Remoción en masa: expresivo concepto con el que la geografía designa el riesgo asociado al fenómeno del deslizamiento de grandes porciones de suelo producto de la erosión. Y vaya cómo hemos sido testigos este año del hecho de que nuestro país se escurre inconteniblemente de la cordillera al mar, llevando a su paso poblados, caminos y cultivos. A nuestro suelo vegetal, acumulado como una pila de polvo, basta agregarle agua para diluirlo en un torrente barroso.

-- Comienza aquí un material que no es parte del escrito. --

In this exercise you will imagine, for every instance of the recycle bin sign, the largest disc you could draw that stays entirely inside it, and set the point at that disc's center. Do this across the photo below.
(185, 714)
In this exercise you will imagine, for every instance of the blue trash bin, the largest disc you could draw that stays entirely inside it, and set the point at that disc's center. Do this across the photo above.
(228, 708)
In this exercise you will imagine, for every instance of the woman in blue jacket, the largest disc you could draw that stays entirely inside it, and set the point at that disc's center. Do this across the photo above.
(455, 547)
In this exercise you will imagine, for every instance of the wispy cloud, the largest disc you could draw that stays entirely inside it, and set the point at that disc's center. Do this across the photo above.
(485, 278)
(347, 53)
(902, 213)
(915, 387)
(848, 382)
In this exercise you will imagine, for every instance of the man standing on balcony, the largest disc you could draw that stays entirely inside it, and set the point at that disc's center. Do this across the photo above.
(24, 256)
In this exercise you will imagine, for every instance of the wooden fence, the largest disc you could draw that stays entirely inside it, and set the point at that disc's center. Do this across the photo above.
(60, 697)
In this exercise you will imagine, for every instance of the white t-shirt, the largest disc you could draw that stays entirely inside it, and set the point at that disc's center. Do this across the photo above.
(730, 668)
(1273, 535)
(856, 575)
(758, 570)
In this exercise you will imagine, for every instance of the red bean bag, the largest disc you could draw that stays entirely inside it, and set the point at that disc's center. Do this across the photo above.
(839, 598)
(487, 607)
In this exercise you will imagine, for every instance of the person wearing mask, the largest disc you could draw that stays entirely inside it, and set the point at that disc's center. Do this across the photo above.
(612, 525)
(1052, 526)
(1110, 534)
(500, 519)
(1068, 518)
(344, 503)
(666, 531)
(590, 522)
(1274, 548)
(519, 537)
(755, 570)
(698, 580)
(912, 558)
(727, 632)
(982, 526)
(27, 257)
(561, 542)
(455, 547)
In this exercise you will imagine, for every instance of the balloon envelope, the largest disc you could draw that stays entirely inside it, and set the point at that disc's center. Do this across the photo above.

Desde hace más de un siglo y medio se viene insistiendo en la necesidad de forestar nuestro territorio. Desde la Sociedad Nacional de Agricultura, el mismo Andrés Bello redactaba una primera propuesta de ordenanza de bosques en 1838. No solo se buscaba revertir la insensata mentalidad depredadora de la Colonia, sino mejorar nuestro paisaje: contener las tierras de los montes, fijar la humedad de la atmósfera, controlar las reveniciones o afloramientos de las aguas en la periferia, disminuir la reverberación del sol y bajar la temperatura. José Miguel de la Barra, Tomás Urmeneta, Luis Sada de Carlos, Vicuña Mackenna, integraron las filas de quienes, a lo largo de los años, insistieron en esta necesidad de obligar a los municipios a poblar nuestro territorio con árboles "indijenas i extranjeros".
El mismo Vicuña Mackenna, habiendo paseado por los bois parisinos, se figuraba un bosque de olivos para el Campo de Marte, antes de que surgiera la idea del encarrozado parque Cousiño. Habiéndose extraviado con gusto en los bosques alemanes -en su mayoría, artificiales, plantados siglo tras siglo-, imaginaba que en nuestros reforestados montes podía reproducirse el spazieren o arte de pasear al aire libre. Afanes ventilados no escaseaban en la idiosincrasia chilena para asumir ese nuevo hábito recreativo.
Hace más de 150 años que estos sabios discursos se diluyen en el desierto y, en el entretanto, hemos perdido tiempo y suelos preciosos. ¿No será momento de intervenir, drástica pero virtuosamente, en el devenir de nuestro paisaje?